WASHINGTON - American and Iranian officials will resume negotiations in Geneva on Thursday as they seek to hammer out a full nuclear deal ahead of a November deadline, US officials said.
The US team led by Deputy Secretary of State Bill Burns and Under Secretary Wendy Sherman will meet with Iranian officials on Thursday and Friday in the Swiss city, the State Department said in a surprise late-night statement on Wednesday.
Global powers and Iran agreed in late July to extend a deadline to reach a comprehensive and complex deal on curbing Tehran's nuclear ambitions until November 24.
The negotiations being led by a group known as the P5+1 had been expected to resume on the sidelines of the UN General Assembly later this month in New York.
"Deputy Secretary of State William J. Burns, Under Secretary for Political Affairs Wendy R. Sherman, and Senior Advisor Jacob J. Sullivan will meet with Iranian officials in Geneva on September 4-5," the State Department said in its announcement.
"These bilateral consultations will take place in the context of the P5+1 nuclear negotiations led by EU High Representative Cathy Ashton," it added, without specifying who would take part on the Iranian side.
Earlier this week, Iranian Foreign Minister Mohammad Javad Zarif said he had had "good discussions" with Ashton and Tehran was committed to an accord over its contested nuclear programme.
Quoted by the Belga state news agency, Zarif said he was "fairly optimistic" after that Iran and the five permanent UN Security Council members - Britain, China, France, Russia and the United States - plus Germany could reach a deal by the November deadline.
Zarif then met Wednesday in Rome with Federica Mogherini, the current Italian foreign minister who will shortly take over from Ashton as the public face of EU foreign policy.
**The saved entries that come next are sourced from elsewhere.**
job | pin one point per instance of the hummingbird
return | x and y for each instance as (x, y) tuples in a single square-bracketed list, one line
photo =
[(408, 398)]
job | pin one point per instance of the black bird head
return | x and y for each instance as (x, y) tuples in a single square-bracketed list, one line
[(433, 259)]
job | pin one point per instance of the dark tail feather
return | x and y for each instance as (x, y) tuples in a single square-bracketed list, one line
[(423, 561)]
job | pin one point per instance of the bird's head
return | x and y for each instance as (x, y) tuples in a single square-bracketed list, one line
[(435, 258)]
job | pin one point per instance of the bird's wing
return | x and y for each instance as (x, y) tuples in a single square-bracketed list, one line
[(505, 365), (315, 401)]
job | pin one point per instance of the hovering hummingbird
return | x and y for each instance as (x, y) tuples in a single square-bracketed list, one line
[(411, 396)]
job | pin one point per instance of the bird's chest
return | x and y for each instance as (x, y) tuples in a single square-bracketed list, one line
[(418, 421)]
Mogherini's first major goal will be to wrap up the Iran deal and she said her discussions with Zarif had left her hopeful.
"It is my hope the negotiations will have a positive outcome and that this will be done by November 23, the agreed deadline," she said.
"I was assured that there is a strong political will in Tehran for this to happen and we hope that there will also be the necessary technical steps taken." The West suspects Iran wants to acquire nuclear weapons, but Tehran insists the programme is purely for peaceful purposes.
In exchange for accepting curbs on its nuclear activities, Iran wants a slew of crippling US, EU and UN sanctions to be lifted.
But any deal will have to be approved by the Islamic leadership in Tehran as well as by the US Congress, where many lawmakers are seeking to impose even tougher sanctions on Iran.
The talks will come after Washington this weekend unleashed a new round of sanctions against Tehran.
Iranian President Hassan Rouhani Saturday condemned the new sanctions saying they had "further deepened" mistrust.
His remarks followed the US government's announcement of a slew of penalties targeting dozens of Iranian individuals and entities, including shipping and oil companies, banks and airlines.
"This is not compatible with the atmosphere of the negotiations," Rouhani said of action by the US Treasury and State Department.
"It goes against confidence building measures. Mistrust has further deepened," he told reporters.